Company growth and the development of employees go hand in hand. Properly structured, internal training programs can be your secret sauce.
Understand the landscape in which the training program needs to exist. Needs assessment interviews must include the intended target audience. Are there existing training programs? What are their pros and cons? Who is the target audience (i.e., the learner, for the program being created)? What inclusion variables do you need to consider—location, seniority, culture, accessibility, etc? Will the content need to be delivered in different languages, or adjusted for local context and nuance? What are the learning objectives? Is it to level up or teach technical skills? Are there success factors outside of the content, like peer learning, mentorship, or community building?

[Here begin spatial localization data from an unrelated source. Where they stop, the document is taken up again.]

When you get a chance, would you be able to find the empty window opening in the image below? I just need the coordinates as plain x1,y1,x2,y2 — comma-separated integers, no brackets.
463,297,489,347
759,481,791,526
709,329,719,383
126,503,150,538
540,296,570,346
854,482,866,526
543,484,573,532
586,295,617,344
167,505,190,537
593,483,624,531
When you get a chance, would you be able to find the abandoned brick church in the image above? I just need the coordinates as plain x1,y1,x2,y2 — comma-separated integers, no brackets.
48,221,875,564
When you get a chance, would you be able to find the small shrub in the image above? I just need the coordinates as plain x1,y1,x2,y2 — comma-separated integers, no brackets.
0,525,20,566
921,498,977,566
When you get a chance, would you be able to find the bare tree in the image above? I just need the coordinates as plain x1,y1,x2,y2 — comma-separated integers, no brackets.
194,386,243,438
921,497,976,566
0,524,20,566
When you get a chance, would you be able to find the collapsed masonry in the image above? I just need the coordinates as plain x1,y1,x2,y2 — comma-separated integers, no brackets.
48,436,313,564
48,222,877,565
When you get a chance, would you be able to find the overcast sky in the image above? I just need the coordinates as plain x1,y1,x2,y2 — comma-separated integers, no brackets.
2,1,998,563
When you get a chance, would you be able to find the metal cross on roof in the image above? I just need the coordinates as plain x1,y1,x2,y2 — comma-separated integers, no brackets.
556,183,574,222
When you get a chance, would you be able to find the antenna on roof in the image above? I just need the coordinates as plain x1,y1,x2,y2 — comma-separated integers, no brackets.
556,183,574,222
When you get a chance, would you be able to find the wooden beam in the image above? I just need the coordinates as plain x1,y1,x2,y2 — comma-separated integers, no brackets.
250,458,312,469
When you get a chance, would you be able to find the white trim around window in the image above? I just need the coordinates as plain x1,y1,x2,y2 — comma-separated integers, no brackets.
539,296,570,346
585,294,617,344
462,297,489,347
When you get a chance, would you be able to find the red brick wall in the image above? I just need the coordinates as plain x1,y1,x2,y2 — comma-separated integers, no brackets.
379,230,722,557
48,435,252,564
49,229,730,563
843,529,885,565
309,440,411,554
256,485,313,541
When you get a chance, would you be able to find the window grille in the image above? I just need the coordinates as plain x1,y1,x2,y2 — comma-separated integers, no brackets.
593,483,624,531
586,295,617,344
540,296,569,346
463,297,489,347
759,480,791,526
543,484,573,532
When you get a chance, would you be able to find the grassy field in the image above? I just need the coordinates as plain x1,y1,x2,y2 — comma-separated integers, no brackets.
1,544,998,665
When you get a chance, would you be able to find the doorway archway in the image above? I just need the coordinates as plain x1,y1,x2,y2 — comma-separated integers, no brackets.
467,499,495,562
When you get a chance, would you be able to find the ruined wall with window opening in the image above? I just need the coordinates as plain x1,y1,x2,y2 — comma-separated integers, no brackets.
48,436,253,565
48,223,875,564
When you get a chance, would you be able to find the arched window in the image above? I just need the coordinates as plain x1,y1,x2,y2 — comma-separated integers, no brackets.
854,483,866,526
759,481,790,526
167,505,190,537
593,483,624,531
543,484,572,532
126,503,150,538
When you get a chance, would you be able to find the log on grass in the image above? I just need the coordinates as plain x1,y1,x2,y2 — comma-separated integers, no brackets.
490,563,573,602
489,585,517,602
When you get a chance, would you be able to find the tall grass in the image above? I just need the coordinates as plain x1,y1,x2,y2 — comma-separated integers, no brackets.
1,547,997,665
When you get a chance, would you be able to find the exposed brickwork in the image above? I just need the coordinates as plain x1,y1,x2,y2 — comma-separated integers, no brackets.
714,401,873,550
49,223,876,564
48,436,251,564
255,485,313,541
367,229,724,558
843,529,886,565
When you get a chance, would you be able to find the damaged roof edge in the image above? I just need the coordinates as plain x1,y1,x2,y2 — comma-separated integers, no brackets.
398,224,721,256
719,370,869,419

Analyze the needs assessment and make recommendations to the training sponsor. The training sponsor is your program champion. The guidance from the sponsor will help you create a project plan. Document who your partners and stakeholders are and what their roles will be. Do you have a champion outside the training sponsor that can also speak to the necessity of the program? Is the training program a quick fix or a continuous initiative? Does it need to scale? Is there a desired start date? Do you have funding for the program? Are there budget constraints? Determine what feedback loops will be necessary and how often they should be delivered.
Tie your training program to business goals and objectives. This will help you define the metrics of success for your training program. While these goals might mostly be people related, get a clear understanding of how the business will advance if the training program is successful. For example, if the goal is to “decrease the learner’s ramp-up time in a specific role”, gain as much clarity as possible for what this means. What does “ramp-up time” mean for the role and how is it measured?
Collaborate with learners during the development process to ensure alignment of the program with their needs. Along with the learners, also talk to the people invested in their success—their managers, leaders of the department, and any corporate learning and development teams. Also gather input from the partners, collaborators, and stakeholders of the learners to understand how the learning objectives are viewed from the receiving/output end.
Depending on the type of content, there might be a preference for how and when it is consumed. Content that shares knowledge (i.e., theories, models, history) might best be shared through self-paced courses. Self-paced courses are a learn-at-your-own-pace, anytime, anywhere offering. Live workshops (whether it’s in person or virtual) are a great way to hold discussions, practice skills, and receive in-the-moment feedback. Consider job aids and workbooks as supplemental material to your programming to give learners something to reference during/post training. Consider aligning company talent initiatives like end of year reviews with specific workshop offerings. This alignment will make your content more relevant as learners will get the information when they need it.
How learners read, see, feel and hear content impacts the retention of the content. Therefore, it is important that content creators have experience creating learning content. Choose trainers that feel comfortable sharing material and engaging with the learners. Considerations include someone that understands the appropriate energy level to bring to the training, understands the company culture, and is familiar with the context the learners need to navigate to apply the material. Subject matter experts are not always good teachers. Consider a co-facilitation structure to balance different strengths and weaknesses so that the content can be delivered successfully. Consider a train-the-trainer workshop so co-facilitators feel confident delivering the material. Always have a back-up plan in case facilitators are not able to deliver any part of the program.
Communication is critical to the launch of your internal training program. Have a communication strategy for program launch. How will learners know about your program? Do managers of these learners know how to enroll their direct reports? Where can employees find information on the program? Consider sharing a schedule of when the training is occurring. The user experience in the enrollment process is critical; therefore, make it as easy as possible to get enrolled. Consider having the training sponsor be a part of program launch (i.e., speaking at the first session on the importance of the program). Celebrate wins throughout the program and at the end. Make sure you’re collecting feedback throughout the program. Consider the frequency of sharing feedback with stakeholders. Who gets what feedback? How is the feedback shared? When is the feedback shared?
As the company evolves, some parts of your training will need to change. Utilize feedback to drive improvements. Keep an eye on internal and external business factors. For example, if the company hires new employees from countries or cultures previously not considered, you should review your content to ensure it's inclusive. Are there industry shifts that require a new approach or new expertise? Create regular intervals for evaluating and updating your training so that you can remain relevant to the intended audience as well as the business goals and objectives.